Task Description

As an Razorthink Platform User or Admin, you want to access Amazon S3(Simple Storage Service) drive for storing and retrieving data. A preconfigured data source can be accessed from a Jupyter notebook and blocks code.

Roles for performing this task

User, Admin

Task Steps

Configure Credentials

  • Log in to Razorthink Platform as a User or Admin. Click the Settings icon
    on the bottom left corner.

  • Click on Data Source Credentials.  The list of all configured datasources are displayed. Click the Add Data Source Credential icon

  • The Add New Configuration dialogue box is displayed. Select S3  from the  Configuration dropdown. Enter the data source name, access key, and secret key in the appropriate fields and click on the Create button.

  • The datasource credential configuration is saved and can be used to create a datasource inside a project

A screenshot of a computer screen

Description automatically generated

 Create Datasource

  • Open the project in which you want to add the datasource and click on data icon . List of all configured data sources are displayed.
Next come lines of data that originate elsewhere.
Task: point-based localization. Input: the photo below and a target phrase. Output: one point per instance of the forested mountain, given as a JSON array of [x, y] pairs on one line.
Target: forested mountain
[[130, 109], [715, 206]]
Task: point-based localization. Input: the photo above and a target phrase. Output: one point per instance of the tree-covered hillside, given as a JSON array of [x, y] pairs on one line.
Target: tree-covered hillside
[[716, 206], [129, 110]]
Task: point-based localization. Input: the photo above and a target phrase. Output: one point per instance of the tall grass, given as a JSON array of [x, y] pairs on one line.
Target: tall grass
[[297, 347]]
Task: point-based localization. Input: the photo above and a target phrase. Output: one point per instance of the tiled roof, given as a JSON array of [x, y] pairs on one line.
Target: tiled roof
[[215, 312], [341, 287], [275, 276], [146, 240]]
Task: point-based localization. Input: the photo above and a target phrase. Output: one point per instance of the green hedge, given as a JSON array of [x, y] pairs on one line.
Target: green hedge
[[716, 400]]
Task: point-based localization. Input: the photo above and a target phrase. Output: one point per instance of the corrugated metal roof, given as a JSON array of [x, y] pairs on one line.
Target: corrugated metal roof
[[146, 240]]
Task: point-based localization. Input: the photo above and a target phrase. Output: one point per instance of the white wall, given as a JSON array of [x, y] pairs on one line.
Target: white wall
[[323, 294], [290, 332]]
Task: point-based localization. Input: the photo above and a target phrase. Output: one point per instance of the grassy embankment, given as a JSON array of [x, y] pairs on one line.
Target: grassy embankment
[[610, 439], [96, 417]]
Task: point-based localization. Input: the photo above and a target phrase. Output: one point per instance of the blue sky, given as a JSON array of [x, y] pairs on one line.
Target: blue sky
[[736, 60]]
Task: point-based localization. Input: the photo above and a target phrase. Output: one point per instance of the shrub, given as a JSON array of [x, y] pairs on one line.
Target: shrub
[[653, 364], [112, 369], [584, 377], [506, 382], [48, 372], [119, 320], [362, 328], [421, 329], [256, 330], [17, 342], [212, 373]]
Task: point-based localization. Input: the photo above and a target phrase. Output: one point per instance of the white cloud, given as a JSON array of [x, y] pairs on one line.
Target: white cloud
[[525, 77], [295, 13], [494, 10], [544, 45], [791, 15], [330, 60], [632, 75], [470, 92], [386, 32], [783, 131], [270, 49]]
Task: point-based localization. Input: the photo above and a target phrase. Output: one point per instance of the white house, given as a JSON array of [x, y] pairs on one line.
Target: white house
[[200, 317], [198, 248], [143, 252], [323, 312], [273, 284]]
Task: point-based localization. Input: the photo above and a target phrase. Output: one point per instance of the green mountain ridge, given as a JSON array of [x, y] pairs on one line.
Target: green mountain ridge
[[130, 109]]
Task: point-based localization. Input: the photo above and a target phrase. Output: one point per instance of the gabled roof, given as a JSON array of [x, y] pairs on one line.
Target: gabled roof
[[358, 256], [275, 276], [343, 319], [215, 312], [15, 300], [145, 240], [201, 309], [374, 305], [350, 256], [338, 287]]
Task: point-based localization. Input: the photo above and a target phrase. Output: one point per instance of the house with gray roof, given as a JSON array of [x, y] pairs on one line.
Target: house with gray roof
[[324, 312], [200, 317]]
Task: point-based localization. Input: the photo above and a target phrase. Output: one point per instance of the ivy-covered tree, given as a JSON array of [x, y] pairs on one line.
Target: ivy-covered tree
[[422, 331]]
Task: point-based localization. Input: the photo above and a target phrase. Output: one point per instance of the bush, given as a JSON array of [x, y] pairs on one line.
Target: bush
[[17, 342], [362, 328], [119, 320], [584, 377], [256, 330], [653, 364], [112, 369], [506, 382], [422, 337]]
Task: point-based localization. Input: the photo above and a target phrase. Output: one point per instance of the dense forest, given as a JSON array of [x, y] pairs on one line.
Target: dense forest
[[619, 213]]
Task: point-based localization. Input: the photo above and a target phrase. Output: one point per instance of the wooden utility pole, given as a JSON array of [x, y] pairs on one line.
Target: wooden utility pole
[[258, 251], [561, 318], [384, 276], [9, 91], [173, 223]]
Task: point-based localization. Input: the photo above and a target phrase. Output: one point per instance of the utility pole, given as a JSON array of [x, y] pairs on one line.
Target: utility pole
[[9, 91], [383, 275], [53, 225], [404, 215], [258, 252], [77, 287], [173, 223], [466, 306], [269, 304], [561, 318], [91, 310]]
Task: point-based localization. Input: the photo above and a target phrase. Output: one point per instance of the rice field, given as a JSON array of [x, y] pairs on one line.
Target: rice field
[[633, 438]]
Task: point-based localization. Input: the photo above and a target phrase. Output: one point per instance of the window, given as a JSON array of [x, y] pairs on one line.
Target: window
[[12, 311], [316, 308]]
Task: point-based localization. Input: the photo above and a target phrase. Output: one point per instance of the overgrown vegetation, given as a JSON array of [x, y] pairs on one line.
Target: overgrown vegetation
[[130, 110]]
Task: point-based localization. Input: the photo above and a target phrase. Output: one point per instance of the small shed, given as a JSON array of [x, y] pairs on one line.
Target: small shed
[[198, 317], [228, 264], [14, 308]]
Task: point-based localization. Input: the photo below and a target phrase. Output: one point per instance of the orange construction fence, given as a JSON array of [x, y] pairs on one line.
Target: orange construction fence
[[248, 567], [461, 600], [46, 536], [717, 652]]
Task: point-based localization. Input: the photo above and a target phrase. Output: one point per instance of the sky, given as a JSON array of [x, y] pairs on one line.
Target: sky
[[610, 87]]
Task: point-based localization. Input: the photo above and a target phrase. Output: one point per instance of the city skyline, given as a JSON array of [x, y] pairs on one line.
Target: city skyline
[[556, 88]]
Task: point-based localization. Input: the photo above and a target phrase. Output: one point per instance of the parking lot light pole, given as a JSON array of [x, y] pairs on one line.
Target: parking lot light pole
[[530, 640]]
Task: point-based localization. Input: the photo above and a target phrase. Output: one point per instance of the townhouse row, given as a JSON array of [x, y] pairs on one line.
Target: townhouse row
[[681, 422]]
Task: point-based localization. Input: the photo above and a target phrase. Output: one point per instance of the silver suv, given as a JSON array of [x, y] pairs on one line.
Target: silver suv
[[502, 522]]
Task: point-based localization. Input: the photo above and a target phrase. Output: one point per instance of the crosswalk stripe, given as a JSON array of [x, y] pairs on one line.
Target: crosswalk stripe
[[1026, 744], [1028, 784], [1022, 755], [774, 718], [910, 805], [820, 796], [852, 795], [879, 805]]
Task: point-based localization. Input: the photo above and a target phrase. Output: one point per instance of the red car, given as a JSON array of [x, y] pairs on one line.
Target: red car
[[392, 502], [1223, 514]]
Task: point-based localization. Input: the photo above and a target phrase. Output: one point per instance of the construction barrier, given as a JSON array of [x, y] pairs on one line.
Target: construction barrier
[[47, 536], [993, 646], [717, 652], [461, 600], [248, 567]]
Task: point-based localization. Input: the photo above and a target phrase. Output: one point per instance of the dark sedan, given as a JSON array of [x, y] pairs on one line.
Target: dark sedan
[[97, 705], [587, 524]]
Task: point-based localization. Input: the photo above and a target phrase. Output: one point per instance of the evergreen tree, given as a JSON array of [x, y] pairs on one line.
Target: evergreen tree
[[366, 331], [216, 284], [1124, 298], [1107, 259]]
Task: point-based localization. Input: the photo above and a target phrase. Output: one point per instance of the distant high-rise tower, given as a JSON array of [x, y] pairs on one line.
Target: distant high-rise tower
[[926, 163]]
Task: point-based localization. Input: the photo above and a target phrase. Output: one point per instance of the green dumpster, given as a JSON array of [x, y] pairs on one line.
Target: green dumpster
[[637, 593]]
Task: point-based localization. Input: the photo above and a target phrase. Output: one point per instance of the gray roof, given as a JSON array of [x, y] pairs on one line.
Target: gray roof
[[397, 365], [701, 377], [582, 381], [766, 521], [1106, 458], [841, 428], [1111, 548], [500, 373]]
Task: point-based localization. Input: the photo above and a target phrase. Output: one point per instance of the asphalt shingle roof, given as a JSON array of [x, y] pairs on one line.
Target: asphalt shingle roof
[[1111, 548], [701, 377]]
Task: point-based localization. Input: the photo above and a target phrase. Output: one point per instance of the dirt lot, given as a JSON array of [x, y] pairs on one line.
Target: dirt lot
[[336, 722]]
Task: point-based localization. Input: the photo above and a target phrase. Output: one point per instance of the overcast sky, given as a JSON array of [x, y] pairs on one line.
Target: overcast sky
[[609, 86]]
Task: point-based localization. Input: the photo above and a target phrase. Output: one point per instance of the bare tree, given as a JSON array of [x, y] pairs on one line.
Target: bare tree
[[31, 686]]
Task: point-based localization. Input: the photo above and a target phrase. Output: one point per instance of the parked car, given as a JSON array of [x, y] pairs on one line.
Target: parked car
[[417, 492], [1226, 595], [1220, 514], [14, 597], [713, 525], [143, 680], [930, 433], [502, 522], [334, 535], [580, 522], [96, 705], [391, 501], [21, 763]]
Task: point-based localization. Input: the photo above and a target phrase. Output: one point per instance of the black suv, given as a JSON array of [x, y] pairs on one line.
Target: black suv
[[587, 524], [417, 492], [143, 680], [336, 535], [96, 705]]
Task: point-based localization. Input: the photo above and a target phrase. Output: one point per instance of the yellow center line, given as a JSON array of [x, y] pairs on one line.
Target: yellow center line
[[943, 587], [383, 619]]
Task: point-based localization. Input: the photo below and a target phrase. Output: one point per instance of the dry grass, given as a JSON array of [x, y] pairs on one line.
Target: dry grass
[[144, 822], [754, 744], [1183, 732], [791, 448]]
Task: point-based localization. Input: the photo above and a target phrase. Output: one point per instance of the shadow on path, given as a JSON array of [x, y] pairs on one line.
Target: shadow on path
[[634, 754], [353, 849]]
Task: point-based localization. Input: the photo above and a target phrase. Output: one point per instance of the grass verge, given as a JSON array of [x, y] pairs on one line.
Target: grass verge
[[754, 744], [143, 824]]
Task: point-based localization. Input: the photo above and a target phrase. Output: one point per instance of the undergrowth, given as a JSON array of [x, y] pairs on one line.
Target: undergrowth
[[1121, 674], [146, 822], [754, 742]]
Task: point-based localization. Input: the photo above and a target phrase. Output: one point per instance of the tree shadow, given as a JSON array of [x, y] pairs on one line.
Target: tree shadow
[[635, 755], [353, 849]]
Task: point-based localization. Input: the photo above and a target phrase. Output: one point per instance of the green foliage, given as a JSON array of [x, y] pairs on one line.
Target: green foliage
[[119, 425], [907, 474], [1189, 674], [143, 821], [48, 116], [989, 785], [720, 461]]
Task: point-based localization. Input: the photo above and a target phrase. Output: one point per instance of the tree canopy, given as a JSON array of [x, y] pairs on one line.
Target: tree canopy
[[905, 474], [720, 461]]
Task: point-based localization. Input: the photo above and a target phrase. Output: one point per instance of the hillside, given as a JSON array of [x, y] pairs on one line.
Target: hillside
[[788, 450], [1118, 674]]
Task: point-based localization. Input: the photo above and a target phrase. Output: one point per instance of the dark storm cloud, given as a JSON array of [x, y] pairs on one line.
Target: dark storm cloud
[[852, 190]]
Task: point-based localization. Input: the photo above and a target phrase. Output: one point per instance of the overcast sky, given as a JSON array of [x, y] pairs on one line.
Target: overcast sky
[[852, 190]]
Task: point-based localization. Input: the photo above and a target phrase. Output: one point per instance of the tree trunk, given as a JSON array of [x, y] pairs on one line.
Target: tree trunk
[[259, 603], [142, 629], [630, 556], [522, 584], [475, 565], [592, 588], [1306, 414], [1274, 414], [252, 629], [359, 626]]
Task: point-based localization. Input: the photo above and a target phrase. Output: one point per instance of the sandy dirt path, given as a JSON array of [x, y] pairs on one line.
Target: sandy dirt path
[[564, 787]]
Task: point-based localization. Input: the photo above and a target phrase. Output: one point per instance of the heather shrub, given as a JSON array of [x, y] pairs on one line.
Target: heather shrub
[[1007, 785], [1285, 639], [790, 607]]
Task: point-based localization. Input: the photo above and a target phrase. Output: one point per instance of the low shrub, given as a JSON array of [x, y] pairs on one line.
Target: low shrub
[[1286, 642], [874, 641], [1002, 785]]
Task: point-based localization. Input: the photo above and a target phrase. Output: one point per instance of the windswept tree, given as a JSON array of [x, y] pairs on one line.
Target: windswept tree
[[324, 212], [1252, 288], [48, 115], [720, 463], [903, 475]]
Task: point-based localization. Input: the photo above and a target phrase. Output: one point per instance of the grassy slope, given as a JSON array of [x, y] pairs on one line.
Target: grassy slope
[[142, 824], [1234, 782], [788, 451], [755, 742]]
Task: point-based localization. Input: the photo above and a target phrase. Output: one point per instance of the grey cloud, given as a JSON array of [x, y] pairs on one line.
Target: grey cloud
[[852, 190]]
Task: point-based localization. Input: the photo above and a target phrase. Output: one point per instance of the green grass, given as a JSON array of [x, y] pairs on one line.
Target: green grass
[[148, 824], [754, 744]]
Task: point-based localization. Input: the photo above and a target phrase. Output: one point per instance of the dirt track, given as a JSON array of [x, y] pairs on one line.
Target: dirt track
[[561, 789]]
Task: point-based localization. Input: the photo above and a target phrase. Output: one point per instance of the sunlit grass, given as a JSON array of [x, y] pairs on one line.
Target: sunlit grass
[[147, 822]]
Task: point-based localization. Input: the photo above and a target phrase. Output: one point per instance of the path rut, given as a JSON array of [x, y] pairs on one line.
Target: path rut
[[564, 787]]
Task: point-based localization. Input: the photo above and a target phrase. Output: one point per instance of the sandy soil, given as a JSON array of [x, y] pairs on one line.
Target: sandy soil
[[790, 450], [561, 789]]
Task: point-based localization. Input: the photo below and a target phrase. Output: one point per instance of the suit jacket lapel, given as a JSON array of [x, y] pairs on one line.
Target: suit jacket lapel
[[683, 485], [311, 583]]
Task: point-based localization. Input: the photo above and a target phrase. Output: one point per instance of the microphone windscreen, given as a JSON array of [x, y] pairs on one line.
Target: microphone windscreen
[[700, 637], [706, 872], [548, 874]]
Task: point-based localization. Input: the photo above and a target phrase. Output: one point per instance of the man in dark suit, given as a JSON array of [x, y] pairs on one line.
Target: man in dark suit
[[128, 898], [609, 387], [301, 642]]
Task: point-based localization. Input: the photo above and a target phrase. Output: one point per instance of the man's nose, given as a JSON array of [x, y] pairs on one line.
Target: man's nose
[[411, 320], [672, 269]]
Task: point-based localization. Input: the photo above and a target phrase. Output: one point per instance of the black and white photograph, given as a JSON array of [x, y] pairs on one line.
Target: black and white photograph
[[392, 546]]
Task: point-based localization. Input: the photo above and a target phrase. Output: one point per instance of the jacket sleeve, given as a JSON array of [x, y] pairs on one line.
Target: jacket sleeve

Click on Add Datasource icon

  • In the Add New Datasource dialogue box, select type as S3. Enter all other details and click on ADD button

  • The data source gets created and can be accessed from Jupyter notebook and block code

Using the connected Datasource

  • Open a Pipeline in the Pipeline Builder, and add the Blocks called 'S3CSVReader'. The Block inputs are:
    1. 'data_source_name' - the name of data source you just created
    2. 'bucket_name' - bucket name you are using in S3
    3. 'data_path' - path to your CSV file in that bucket

The Block in the Pipeline canvas will look something like this:

That's all you need to do to use a file from S3! Now you can just go ahead and run the Pipeline with your other Blocks.